Vente et impôts : que déclarer ?

Vinted, Leboncoin, Marketplace : à partir de quand vos ventes intéressent-elles les impôts ?

Faire du tri et gagner un peu d’argent 💸, c’est devenu un réflexe pour beaucoup de Français. Mais entre Vinted, Leboncoin ou Marketplace, une question revient souvent : faut-il déclarer les sommes gagnées ?
Dépenses&Vous vous aide à comprendre ce qui est réellement imposable… et ce qui ne l’est pas. 👀

Vider ses placards en été, une habitude qui soulève des questions

Le grand ménage de printemps est passé par là. 🧹 Et avec l’arrivée de l’été, nombreux sont ceux qui profitent de cette période pour vider leurs placards, revendre des vêtements, céder un ancien téléphone ou se débarrasser de meubles qui prennent la poussière. En quelques clics, Vinted, Leboncoin, Marketplace ou encore eBay permettent aujourd’hui de transformer des objets inutilisés en petites rentrées d’argent. Pour beaucoup de ménages, ces ventes représentent même un vrai coup de pouce budgétaire : quelques dizaines d’euros par-ci, un peu plus après la vente d’un appareil électronique ou d’un meuble… et finalement, de quoi financer des vacances, régler une facture ou simplement alléger un mois compliqué. 📱💶
Mais depuis plusieurs années, une inquiétude revient régulièrement : les impôts surveillent-ils ces plateformes ? Et surtout, faut-il déclarer les revenus issus de ces ventes en ligne ?
La réponse est plus nuancée qu’on ne le pense. Chez Dépenses&Vous, on préfère être clairs : comprendre les règles permet d’éviter les mauvaises surprises et surtout de vendre sereinement. 👍

Revendre ses objets personnels n’est pas forcément imposable

C’est le point le plus important à retenir 😊 Les revenus issus de la vente de biens dont vous vous êtes débarrassé, lors d’un vide-grenier, sur Leboncoin ou sur Vinted, ne sont pas imposables. Concrètement, si vous vendez un objet personnel que vous avez déjà utilisé, comme des vêtements, des chaussures, un canapé, un livre ou un appareil électroménager, les sommes perçues ne sont généralement pas soumises à l’impôt. L’administration considère qu’il s’agit simplement de la revente d’un bien de la vie courante.
Autrement dit, vider son dressing sur Vinted ou revendre quelques objets sur Leboncoin avant un déménagement ne pose aucun problème dans la grande majorité des cas. Et heureusement, car aujourd’hui ces plateformes font presque partie du quotidien. Beaucoup de Français ont pris l’habitude de revendre plutôt que jeter ♻️ Une pratique qui permet à la fois de récupérer un peu d’argent, de consommer différemment, et parfois même d’éviter certaines dépenses inutiles. Dans un contexte où le pouvoir d’achat reste fragile, ces petites reventes sont devenues une vraie stratégie budgétaire pour de nombreux foyers.

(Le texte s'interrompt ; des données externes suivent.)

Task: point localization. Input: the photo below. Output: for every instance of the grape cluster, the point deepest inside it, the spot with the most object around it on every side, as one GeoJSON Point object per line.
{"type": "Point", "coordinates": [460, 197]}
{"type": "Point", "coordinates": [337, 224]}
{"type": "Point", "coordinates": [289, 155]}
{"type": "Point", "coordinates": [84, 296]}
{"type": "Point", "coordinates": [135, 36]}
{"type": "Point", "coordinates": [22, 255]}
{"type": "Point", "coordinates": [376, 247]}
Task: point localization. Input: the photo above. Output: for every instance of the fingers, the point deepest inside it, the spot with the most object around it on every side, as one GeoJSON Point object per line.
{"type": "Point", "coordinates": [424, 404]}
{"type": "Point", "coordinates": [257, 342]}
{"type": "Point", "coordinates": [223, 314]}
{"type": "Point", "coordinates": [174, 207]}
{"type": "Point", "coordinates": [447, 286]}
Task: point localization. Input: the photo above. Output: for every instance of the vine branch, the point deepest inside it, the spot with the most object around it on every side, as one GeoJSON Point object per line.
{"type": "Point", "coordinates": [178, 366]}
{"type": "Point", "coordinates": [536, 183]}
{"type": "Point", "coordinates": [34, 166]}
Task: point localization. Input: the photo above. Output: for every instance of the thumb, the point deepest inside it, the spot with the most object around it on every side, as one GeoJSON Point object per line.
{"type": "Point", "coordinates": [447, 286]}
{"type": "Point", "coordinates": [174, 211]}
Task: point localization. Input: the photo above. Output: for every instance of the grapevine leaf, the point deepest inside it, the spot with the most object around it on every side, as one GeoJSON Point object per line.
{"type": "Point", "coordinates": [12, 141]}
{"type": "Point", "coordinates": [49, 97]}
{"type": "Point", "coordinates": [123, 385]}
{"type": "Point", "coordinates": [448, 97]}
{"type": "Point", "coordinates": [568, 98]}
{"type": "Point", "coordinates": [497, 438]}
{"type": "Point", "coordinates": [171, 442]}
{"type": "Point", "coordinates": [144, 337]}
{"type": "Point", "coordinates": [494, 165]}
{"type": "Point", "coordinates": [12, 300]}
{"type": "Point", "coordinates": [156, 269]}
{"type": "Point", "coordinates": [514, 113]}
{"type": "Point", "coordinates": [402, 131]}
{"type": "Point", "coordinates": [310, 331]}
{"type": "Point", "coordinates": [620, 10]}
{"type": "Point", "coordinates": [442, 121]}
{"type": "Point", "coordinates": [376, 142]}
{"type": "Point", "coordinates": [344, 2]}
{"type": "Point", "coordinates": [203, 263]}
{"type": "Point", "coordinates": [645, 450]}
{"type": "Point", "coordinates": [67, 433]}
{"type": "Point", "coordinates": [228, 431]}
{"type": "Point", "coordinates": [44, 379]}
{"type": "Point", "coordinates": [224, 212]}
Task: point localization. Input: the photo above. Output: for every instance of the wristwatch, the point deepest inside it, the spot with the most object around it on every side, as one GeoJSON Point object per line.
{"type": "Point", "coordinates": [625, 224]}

Pourquoi les plateformes transmettent désormais certaines informations

Si ce sujet fait autant parler, c’est notamment parce que les plateformes numériques ont désormais des obligations de transmission d’informations à l’administration fiscale. Elles doivent déclarer au fisc en janvier de chaque année les revenus encaissés par leurs utilisateurs l’année précédente. Pour les ventes de biens d’occasion, cette obligation s’applique au-delà de 2 000 euros de recettes ou de 30 transactions par an. En dessous de ces deux seuils, la plateforme en est dispensée.
Mais attention ! ⚠️ Cela ne signifie pas que tous les utilisateurs deviennent automatiquement imposables. En réalité, cette transmission permet surtout à l’administration de repérer les activités qui ressemblent davantage à du commerce régulier qu’à de simples ventes occasionnelles. Car il existe une différence importante entre vendre quelques affaires personnelles de temps en temps et acheter des produits dans le but de les revendre avec bénéfice. Et c’est précisément cette distinction qui change tout aux yeux du fisc.

À partir de quand les ventes peuvent-elles devenir imposables ?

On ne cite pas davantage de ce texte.